Because this kind of thing could happen.


Benny caught movement to his right and saw Zak Matthias looking at him out of the side window of the adjoining house. Zak had never exactly been a friend, but for the most part he and Benny had been able to get along. They were the same age and had been all through school and the Scouts together. They played on the same baseball team, wrestled in the same weight class, and even sometimes went fishing together if Morgie and Chong were busy. But all that had been before last September.


Zak Matthias was Charlie Pink-eye’s nephew. Although they didn’t know for sure, Benny and Nix believed that it had been Zak who’d told Charlie what Benny had found in a pack of Zombie Cards: a picture of the Lost Girl.


Lilah.


Charlie had come after Benny and tried to take the card from him. Benny hadn’t understood why at the time, but soon learned that Charlie was afraid that Lilah would tell people what was going on out in the Ruin. About the bounty hunters like Charlie who kidnapped kids and took them to fight in the zombie pits at Gameland so evil people like them could gamble on who would win or lose.


Charlie’s attempt to erase all knowledge of the Lost Girl and Gameland had led to the murders of Nix’s mom and a local erosion artist, Rob Sacchetto—the man who had painted the Lost Girl card.


Zak didn’t go to school anymore. His father, Big Zak, kept him home, and the whole family was mostly shunned by the town. Benny had heard rumors that Zak’s dad knocked him around, somehow blaming him for what happened to Charlie.


In a strange way Benny felt sorry for Zak.
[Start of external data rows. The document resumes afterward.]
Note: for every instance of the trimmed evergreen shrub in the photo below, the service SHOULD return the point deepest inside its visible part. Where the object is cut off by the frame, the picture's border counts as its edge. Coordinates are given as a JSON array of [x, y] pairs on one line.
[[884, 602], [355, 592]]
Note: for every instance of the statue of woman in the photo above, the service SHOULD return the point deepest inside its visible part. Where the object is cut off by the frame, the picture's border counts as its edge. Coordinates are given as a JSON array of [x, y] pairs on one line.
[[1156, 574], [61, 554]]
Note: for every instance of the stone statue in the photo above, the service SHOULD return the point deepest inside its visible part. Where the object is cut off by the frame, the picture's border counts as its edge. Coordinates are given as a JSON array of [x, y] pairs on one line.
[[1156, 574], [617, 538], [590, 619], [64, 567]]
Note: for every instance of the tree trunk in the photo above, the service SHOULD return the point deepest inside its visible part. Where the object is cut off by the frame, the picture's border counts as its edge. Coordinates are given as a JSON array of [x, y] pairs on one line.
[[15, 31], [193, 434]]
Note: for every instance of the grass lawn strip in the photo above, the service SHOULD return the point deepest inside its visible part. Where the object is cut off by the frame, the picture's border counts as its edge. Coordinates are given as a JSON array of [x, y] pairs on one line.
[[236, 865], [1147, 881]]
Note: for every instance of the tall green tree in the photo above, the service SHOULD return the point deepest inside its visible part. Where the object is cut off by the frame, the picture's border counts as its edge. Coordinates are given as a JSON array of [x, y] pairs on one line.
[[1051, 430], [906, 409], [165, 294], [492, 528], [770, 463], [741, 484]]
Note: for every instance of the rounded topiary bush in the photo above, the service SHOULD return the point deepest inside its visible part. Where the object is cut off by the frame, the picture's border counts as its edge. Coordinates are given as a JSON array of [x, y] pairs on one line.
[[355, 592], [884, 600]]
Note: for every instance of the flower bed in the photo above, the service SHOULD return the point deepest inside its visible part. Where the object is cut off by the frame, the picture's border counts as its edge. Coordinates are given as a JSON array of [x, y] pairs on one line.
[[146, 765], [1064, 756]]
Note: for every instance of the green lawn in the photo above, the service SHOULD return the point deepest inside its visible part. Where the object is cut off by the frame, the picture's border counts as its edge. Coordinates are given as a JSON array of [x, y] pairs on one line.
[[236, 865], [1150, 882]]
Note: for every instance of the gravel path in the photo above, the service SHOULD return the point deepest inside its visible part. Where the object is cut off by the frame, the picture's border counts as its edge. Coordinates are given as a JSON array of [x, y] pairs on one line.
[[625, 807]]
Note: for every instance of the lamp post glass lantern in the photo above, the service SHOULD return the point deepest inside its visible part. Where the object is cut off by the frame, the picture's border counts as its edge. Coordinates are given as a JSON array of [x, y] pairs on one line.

He looked so lost as he stood there behind the glass and lace curtains, pale from always hiding in the house. Benny wanted to hate him, but he was sure that Zak had had no idea of the terrible things Charlie Pink-eye would do with the little bit of information his nephew had given him.


“Be careful, Tom!” someone cried, and Benny whipped his head back to see that Tom had retreated to the edge of the porch.


“Shoot him, Tom!” yelled the town postman.


“No!” screamed two voices in unison, and Benny looked up to see the Houser twins at the upstairs window. “Grandpa!” they cried, their voices as shrill as frightened birds.